Mikhail and Eli Lavon uploaded the contents of the four phones from the Israeli Embassy at 8:42 p.m. local time. By nine o’clock Washington time, the Minyan had determined that the four phones had spent a great deal of time during the past few months at the same address on Eisenhower Avenue in Alexandria, Virginia. In fact, they had been there at the same time earlier that evening and had traveled into Washington at the same speed, along the same route. Furthermore, all the phones had placed numerous calls to a local moving company based at the address. The Minyan delivered the intelligence to Uzi Navot, who in turn forwarded it to Gabriel. By then, he and Adrian Carter had left the bombed-out NCTC and were in the CIA’s Global Ops Center at Langley. Of Carter, Gabriel asked a single question.
“Who owns Dominion Movers in Alexandria?”
Fifteen precious minutes elapsed before Carter had an answer. He gave Gabriel a name and an address and told him to do whatever it took to find Natalie alive. Carter’s words meant little; as deputy director of the Central Intelligence Agency, he had no power to let a foreign intelligence service operate with impunity on American soil. Only the president could grant such authority, and at that moment the president had bigger things to worry about than a missing Israeli spy. America was under attack. And like it or not, Gabriel Allon was going to be the first to retaliate.
At twenty minutes past nine, Carter dropped Gabriel at the Agency’s main security gate and departed quickly, as though fleeing the scene of a crime, or of a crime soon to be committed. Gabriel stood alone in the darkness, watching the ambulances and rescue vehicles hurtling along Route 123 toward Liberty Crossing, waiting. It was a fitting way for his career in the field to end, he thought.
He thought of the man he had seen in the lobby of the Four Seasons Hotel. The large Arab named Omar al-Farouk who walked with a limp. The large Arab who had left Café Milano a few minutes before Safia detonated her suicide vest. Was he truly Saladin? It didn’t matter. Whoever he was, he would soon be dead. So would everyone else associated with Natalie’s disappearance. Gabriel would make it his life’s work to hunt them all down and destroy ISIS before ISIS could destroy the Middle East and what remained of the civilized world. He suspected he would have a willing accomplice in the American president. ISIS was now two hours from Indiana.

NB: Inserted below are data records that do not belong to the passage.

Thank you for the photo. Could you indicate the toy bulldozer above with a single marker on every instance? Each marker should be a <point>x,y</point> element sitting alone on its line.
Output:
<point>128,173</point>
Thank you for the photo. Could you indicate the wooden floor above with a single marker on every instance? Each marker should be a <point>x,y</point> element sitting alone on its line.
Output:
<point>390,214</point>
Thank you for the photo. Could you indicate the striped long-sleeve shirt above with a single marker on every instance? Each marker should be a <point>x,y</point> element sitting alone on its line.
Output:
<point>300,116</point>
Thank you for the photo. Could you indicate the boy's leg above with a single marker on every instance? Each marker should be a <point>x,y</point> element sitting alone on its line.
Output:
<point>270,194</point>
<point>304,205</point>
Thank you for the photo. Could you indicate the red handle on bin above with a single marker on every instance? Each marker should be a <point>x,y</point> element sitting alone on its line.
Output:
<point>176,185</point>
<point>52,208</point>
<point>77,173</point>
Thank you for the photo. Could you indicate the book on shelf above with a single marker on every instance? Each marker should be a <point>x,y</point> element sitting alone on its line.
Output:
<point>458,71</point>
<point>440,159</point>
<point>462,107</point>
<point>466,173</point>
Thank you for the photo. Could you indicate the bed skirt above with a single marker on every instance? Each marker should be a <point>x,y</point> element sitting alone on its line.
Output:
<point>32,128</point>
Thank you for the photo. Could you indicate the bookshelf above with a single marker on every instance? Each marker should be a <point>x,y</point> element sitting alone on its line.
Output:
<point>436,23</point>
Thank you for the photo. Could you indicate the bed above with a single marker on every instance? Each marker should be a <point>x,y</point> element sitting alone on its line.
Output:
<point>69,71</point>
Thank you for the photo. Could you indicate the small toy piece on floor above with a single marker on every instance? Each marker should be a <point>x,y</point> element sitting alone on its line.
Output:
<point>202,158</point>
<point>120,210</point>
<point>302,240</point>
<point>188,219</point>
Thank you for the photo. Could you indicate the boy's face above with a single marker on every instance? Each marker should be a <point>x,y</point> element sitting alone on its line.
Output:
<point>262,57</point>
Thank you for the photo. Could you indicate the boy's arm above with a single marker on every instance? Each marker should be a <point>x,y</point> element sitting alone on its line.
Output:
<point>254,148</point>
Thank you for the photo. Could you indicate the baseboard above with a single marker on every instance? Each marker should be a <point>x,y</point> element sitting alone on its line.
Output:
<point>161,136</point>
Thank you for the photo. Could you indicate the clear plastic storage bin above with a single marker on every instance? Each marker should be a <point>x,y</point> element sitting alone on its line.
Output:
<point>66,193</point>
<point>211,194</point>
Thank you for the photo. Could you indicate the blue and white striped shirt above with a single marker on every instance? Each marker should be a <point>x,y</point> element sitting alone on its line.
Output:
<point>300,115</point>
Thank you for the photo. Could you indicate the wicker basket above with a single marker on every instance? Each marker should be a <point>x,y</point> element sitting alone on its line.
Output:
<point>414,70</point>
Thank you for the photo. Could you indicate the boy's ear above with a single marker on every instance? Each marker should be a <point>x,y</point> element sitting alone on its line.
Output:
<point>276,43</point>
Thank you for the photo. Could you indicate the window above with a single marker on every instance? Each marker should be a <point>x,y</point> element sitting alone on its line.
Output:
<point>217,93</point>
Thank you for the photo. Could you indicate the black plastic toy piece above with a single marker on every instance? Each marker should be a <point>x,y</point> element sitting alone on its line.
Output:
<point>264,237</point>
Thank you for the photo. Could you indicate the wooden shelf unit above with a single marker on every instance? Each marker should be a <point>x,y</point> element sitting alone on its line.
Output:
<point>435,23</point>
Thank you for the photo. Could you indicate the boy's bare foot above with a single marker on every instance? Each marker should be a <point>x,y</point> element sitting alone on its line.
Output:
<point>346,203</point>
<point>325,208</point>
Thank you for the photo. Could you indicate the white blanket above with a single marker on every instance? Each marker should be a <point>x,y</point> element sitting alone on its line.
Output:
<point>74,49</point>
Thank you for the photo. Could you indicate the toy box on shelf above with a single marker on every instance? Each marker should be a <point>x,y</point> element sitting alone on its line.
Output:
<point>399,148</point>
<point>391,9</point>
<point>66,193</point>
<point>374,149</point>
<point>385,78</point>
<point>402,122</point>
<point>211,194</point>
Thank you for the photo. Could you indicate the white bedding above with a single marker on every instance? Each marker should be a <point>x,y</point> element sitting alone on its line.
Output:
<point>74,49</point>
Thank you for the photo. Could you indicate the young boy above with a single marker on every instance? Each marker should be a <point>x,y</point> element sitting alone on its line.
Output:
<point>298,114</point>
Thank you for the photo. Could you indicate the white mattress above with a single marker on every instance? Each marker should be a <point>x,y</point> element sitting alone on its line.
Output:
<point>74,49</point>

Just then, Gabriel’s mobile phone pulsed. He read the message, returned the phone to his pocket, and walked to the edge of Route 123. A few seconds later a Buick Regal appeared. It stopped only long enough for Gabriel to slide into the backseat. On the floor were two AR-15s and several magazines of ammunition. The Second Amendment, thought Gabriel, definitely had its advantages. He looked into the rearview mirror and saw Mikhail’s frozen eyes looking back at him.
“Which way, boss?”
“Take the GW Parkway back toward Key Bridge,” said Gabriel. “The Beltway is a fucking mess.”
69
HUME, VIRGINIA
NATALIE AWOKE WITH THE SENSATION of having slept an eternity. Her mouth seemed to be stuffed with cotton, her head had lolled sideways against the cool of the window. Here and there, over front porches and in lace-curtained windows, a light faintly burned, but otherwise the atmosphere was one of sudden abandonment. It was as if the inhabitants of this place, having learned of the attacks in Washington, had packed their belongings and taken to the hills.